Tuesday, September 11, 2007

Suharto crushes Time magazine for telling the truth?

We all know the canard about the propensity of bad things to happen to good people. Well, thanks to fate's eternal perversions, good things often seem to happen to perfectly terrible people, even deposed dictators. Case in point, former Indonesian dictator Suharto will be probably be $100 million richer than he already was because a magazine actually printed the truth.

Time magazine's Indonesian edition lost a $106 million defamation lawsuit by the family of the former dictator for alleging, perfectly truthfully, that the former dictator had embezzled an enormous fortune during his 32 year dictatorship. A spokesman for the Indonesian Supreme Court, which rendered the verdict, declared "the article and photographs hurt the image and pride of the plaintiff as a great retired army general and the former Indonesian president."

Which might be true, but the Indonesian government is seeking to recoup with one hand what it is trying to confiscate from Time with the other. Suharto himself has been charged with a number of crimes related to his record breaking kleptocracy, but the frail 86 year old has kept himself out of criminal court by pleading that he's too ill to stand trial. This excuse will not, apparently, grant him immunity from a civil suit by the government which seeks to recover $440 million in embezzled funds, and a further billion dollars in damages.

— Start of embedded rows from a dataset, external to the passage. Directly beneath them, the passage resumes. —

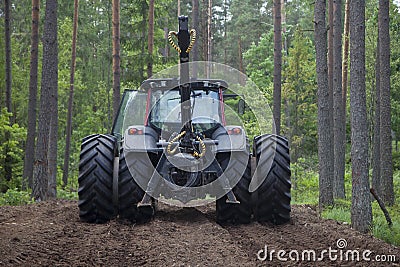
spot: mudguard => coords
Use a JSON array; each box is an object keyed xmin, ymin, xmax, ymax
[
  {"xmin": 212, "ymin": 125, "xmax": 249, "ymax": 152},
  {"xmin": 123, "ymin": 125, "xmax": 158, "ymax": 152}
]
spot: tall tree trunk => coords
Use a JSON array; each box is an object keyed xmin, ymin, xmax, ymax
[
  {"xmin": 147, "ymin": 0, "xmax": 154, "ymax": 78},
  {"xmin": 378, "ymin": 0, "xmax": 394, "ymax": 206},
  {"xmin": 23, "ymin": 0, "xmax": 40, "ymax": 189},
  {"xmin": 33, "ymin": 0, "xmax": 58, "ymax": 200},
  {"xmin": 207, "ymin": 0, "xmax": 212, "ymax": 78},
  {"xmin": 191, "ymin": 0, "xmax": 200, "ymax": 77},
  {"xmin": 47, "ymin": 104, "xmax": 58, "ymax": 198},
  {"xmin": 3, "ymin": 0, "xmax": 12, "ymax": 184},
  {"xmin": 112, "ymin": 0, "xmax": 121, "ymax": 120},
  {"xmin": 372, "ymin": 34, "xmax": 381, "ymax": 196},
  {"xmin": 342, "ymin": 0, "xmax": 350, "ymax": 120},
  {"xmin": 350, "ymin": 0, "xmax": 372, "ymax": 233},
  {"xmin": 332, "ymin": 0, "xmax": 346, "ymax": 198},
  {"xmin": 273, "ymin": 0, "xmax": 282, "ymax": 134},
  {"xmin": 314, "ymin": 0, "xmax": 334, "ymax": 208},
  {"xmin": 224, "ymin": 0, "xmax": 228, "ymax": 65},
  {"xmin": 62, "ymin": 0, "xmax": 79, "ymax": 188}
]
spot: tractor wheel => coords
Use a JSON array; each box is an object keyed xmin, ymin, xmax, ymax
[
  {"xmin": 118, "ymin": 149, "xmax": 155, "ymax": 223},
  {"xmin": 216, "ymin": 152, "xmax": 252, "ymax": 225},
  {"xmin": 78, "ymin": 134, "xmax": 117, "ymax": 223},
  {"xmin": 253, "ymin": 135, "xmax": 291, "ymax": 224}
]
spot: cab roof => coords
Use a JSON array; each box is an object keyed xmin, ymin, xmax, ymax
[{"xmin": 140, "ymin": 78, "xmax": 228, "ymax": 90}]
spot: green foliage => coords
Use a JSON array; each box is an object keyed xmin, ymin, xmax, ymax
[
  {"xmin": 243, "ymin": 30, "xmax": 274, "ymax": 92},
  {"xmin": 0, "ymin": 108, "xmax": 26, "ymax": 192},
  {"xmin": 0, "ymin": 188, "xmax": 33, "ymax": 206},
  {"xmin": 282, "ymin": 28, "xmax": 317, "ymax": 162},
  {"xmin": 57, "ymin": 187, "xmax": 78, "ymax": 200},
  {"xmin": 290, "ymin": 158, "xmax": 319, "ymax": 205}
]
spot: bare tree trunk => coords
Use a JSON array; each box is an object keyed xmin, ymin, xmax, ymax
[
  {"xmin": 112, "ymin": 0, "xmax": 121, "ymax": 120},
  {"xmin": 22, "ymin": 0, "xmax": 40, "ymax": 189},
  {"xmin": 273, "ymin": 0, "xmax": 282, "ymax": 135},
  {"xmin": 378, "ymin": 0, "xmax": 394, "ymax": 206},
  {"xmin": 332, "ymin": 0, "xmax": 346, "ymax": 198},
  {"xmin": 147, "ymin": 0, "xmax": 154, "ymax": 78},
  {"xmin": 372, "ymin": 34, "xmax": 382, "ymax": 195},
  {"xmin": 238, "ymin": 36, "xmax": 244, "ymax": 73},
  {"xmin": 33, "ymin": 0, "xmax": 58, "ymax": 201},
  {"xmin": 342, "ymin": 0, "xmax": 350, "ymax": 119},
  {"xmin": 62, "ymin": 0, "xmax": 79, "ymax": 188},
  {"xmin": 350, "ymin": 0, "xmax": 372, "ymax": 233},
  {"xmin": 207, "ymin": 0, "xmax": 212, "ymax": 78},
  {"xmin": 191, "ymin": 0, "xmax": 200, "ymax": 63},
  {"xmin": 48, "ymin": 105, "xmax": 58, "ymax": 198},
  {"xmin": 3, "ymin": 0, "xmax": 12, "ymax": 184},
  {"xmin": 314, "ymin": 0, "xmax": 334, "ymax": 209}
]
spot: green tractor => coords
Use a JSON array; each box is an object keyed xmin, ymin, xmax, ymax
[{"xmin": 78, "ymin": 16, "xmax": 291, "ymax": 224}]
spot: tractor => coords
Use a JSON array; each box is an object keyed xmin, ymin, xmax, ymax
[{"xmin": 78, "ymin": 16, "xmax": 291, "ymax": 224}]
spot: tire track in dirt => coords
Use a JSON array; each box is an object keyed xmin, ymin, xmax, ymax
[{"xmin": 0, "ymin": 200, "xmax": 400, "ymax": 266}]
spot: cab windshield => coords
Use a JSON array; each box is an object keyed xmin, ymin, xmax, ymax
[{"xmin": 150, "ymin": 89, "xmax": 221, "ymax": 131}]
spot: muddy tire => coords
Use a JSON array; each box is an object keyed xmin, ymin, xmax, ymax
[
  {"xmin": 253, "ymin": 135, "xmax": 291, "ymax": 224},
  {"xmin": 78, "ymin": 134, "xmax": 117, "ymax": 223},
  {"xmin": 216, "ymin": 152, "xmax": 252, "ymax": 225},
  {"xmin": 118, "ymin": 149, "xmax": 155, "ymax": 223}
]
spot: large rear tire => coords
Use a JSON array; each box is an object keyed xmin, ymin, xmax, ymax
[
  {"xmin": 118, "ymin": 149, "xmax": 155, "ymax": 223},
  {"xmin": 216, "ymin": 152, "xmax": 252, "ymax": 225},
  {"xmin": 253, "ymin": 135, "xmax": 291, "ymax": 224},
  {"xmin": 78, "ymin": 134, "xmax": 117, "ymax": 223}
]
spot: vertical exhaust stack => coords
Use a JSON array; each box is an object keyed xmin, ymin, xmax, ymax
[{"xmin": 168, "ymin": 16, "xmax": 196, "ymax": 151}]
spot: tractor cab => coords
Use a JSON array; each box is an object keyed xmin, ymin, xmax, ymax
[{"xmin": 113, "ymin": 79, "xmax": 232, "ymax": 139}]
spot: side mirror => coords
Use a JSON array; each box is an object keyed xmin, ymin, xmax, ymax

It is also worth noting that the Indonesian government, while ostensibly democratic since Suharto was overthrown, is still governed by and large by Suharto's former cronies. Their attempt to recoup stolen money is one thing, but it also tends to explain why Suharto hasn't been charged with offenses relating to the massacres that gained him so much notoriety. After all, the civil suit is simply business, but charging the old man with murder? Not on your life. Since the defamation lawsuit verdict was delivered by the Supreme Court, it's unclear what Time can do to contest the verdict at this point. With any luck, the government will win their case, or Suharto will finally kick the bucked, and his embarrassed family will simply decline to press for the award money.

Or not. Congratulations then, Suharto, on adding another $100 million bucks to your stash of ill gotten loot. It's almost a shame you'll be dropping dead before you can treat us to yet another outrage of this sort. Almost.